CREATE TABLE tMaster (
  PK_TM int IDENTITY(1,1) NOT NULL PRIMARY KEY CLUSTERED
  ,IntrinsicField1 datetime NOT NULL
  ,IntrinsicField2 int NOT NULL
  ,IntrinsicField3 nvarchar(255) NULL
  ,index_subA int NULL --index created on this value. links to PK_SA of appropriate entry if it exists
  ,index_subB int NULL --index created on this value
  ....
  ,index_subM int NULL --index created on this value
)
CREATE TABLE tSubA
  PK_SA int IDENTITY(1,1) NOT NULL PRIMARY KEY CLUSTERED
  ,ExtraField1 int NOT NULL
  ,ExtraField2 varchar(24) NOT NULL
  ,lMaster_ID int NOT NULL
) 
CREATE TABLE tSubB
  PK_SB int IDENTITY(1,1) NOT NULL PRIMARY KEY CLUSTERED
  ,ExtF1 NUMERIC(5,3) NOT NULL
  ,ExtF2 NUMERIC(5,3) NOT NULL
  ,lMaster_ID int NOT NULL
) 
CREATE TABLE tSubM
  PK_SM int IDENTITY(1,1) NOT NULL PRIMARY KEY CLUSTERED
  ,EField1 int NOT NULL
  ,EField2 nvarchar(100) NOT NULL
  ,lMaster_ID int NOT NULL
)

*better could be

  1. faster
  2. less likely to bork up over time as DB entries are added and/or occasionally deleted
  3. easier for other DBAs to quickly comprehend
  4. more intuitive for the average end-user
  5. more easily extensible by adding additional sub-table types
  6. more data-compact
  7. more easily modified to be a one master to many copies of a subtable
  8. more easily modified to be a many masters to a single copy of a subtable
  9. insert your own definition here

(less emphasis on options 7&8 here)

Best Answer

There is not really much to talk about here. At least, the conventional wisdom is very clear. Only option 2 should be considered unless you have a very, very good reason, borne out of practical experience with your database, to do otherwise.

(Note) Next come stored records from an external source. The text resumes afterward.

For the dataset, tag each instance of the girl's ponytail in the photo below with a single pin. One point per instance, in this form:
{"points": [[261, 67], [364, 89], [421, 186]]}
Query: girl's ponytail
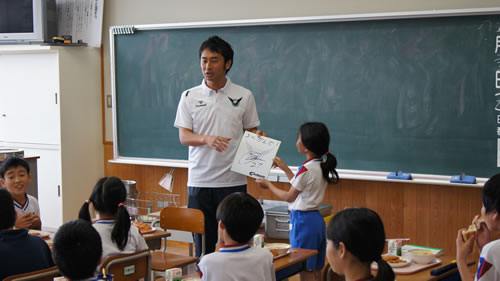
{"points": [[84, 211], [384, 272], [121, 227], [328, 167]]}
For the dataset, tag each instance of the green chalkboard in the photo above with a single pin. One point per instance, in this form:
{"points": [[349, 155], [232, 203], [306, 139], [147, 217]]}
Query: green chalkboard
{"points": [[416, 95]]}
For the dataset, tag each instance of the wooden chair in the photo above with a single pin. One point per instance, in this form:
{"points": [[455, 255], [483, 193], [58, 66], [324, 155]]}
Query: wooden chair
{"points": [[327, 274], [182, 219], [46, 274], [129, 267]]}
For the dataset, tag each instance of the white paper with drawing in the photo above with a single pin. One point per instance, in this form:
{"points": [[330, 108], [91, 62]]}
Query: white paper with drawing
{"points": [[255, 155]]}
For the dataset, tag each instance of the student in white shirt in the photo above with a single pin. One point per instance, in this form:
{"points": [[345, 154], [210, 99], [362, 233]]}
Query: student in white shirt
{"points": [[356, 238], [15, 177], [239, 216], [118, 235], [306, 193], [489, 260]]}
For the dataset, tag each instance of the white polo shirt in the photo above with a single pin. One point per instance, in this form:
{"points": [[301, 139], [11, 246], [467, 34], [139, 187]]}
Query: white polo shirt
{"points": [[225, 113], [311, 184]]}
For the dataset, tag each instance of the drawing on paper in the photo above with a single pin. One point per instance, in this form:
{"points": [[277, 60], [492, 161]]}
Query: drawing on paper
{"points": [[254, 156]]}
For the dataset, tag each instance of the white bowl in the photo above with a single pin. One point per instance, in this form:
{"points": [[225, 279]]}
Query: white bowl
{"points": [[278, 249], [421, 256]]}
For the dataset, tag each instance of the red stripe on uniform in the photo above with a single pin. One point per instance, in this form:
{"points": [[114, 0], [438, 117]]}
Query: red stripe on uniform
{"points": [[302, 170]]}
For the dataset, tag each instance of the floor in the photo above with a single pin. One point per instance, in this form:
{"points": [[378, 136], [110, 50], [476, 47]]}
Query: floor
{"points": [[181, 249]]}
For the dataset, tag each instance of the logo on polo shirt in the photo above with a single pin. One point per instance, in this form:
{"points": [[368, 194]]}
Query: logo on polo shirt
{"points": [[235, 102], [201, 103]]}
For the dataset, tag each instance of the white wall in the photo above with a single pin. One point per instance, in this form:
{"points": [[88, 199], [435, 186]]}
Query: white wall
{"points": [[120, 12]]}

Neither option 1 nor option 3 have a parent table in first normal form (1NF) because they include repeating columns, i.e. the foreign keys to the sub-tables.

In a transactional system, you should start from the assumption that your tables should be in 3NF at least. Back away from that only for a good, well considered reason.

One such reason might be that there are lots of sub-tables and you don't know which one(s) might need to be joined to the parent for a particular parent record. It could happen that a performance issue results, depending on many factors. One compromise that you could use if this problem did occur, which you might consider Option 4 is to have bit flags on the parent table indicating the presence of each type of child. This is still begging for an eventual data inconsistency problem, but it at least will be less inconsistent than option 3, because it risks only pointing you to an empty join rather than to an incorrect record.